Former solicitor Lyndsey Clarke was remanded on bail to put domestic matters in order.
Former solicitor Lyndsey Clarke was remanded on bail to put domestic matters in order.

“They created eight different PPS numbers. They asked rough sleepers for their PPS numbers,” Det. Garda McCarthy said. The detective said the quality of the forged documents they used was very high.

Prosecution senior counsel Siobhán Lankford said: “This couple were operating an identity factory.” 

Using all of these false documents they opened 80 bank accounts for people who did not exist. Then they would apply for loans. For a short time they would make repayments but then stop paying. They got loans totalling €469,000, causing a loss to the institutions of over €390,000.

Some of it was done online and by phone, and when they needed to go into banks or to ATMs they wore wigs and disguises.

They caused losses as follows: €49,000 for Bank of Ireland, €154,000 for AIB, €31,000 for Ulster Bank and €156,000 for various credit unions. False accounts were also set up by the couple with PTSB, KBC and An Post but those institutions did not give them loans. Most of the frauds were carried out in Cork and Dublin cities.
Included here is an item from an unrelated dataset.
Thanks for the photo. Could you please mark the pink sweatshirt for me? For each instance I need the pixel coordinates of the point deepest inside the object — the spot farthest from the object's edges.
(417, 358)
Det. Garda McCarthy credited the cracking of the case to Alan Boland of Bank of Ireland group financial crime unit who began to see a pattern in a number of the accounts and listened back to voice recordings and checked computer data. “Without this work the other financial institutions would not have been aware they were victims of this crime,” Det. Garda McCarthy said.

Alice Fawsett senior counsel and Seamus Roche SC for Clarke and O’Flynn respectively appealed for some leniency. Each defendant has children from a previous marriage and are now married to each other and have a baby. O’Flynn was remanded in custody until Friday and Clarke was remanded on bail to put domestic matters in order by then.

They both pleaded guilty to conspiracy to commit fraud.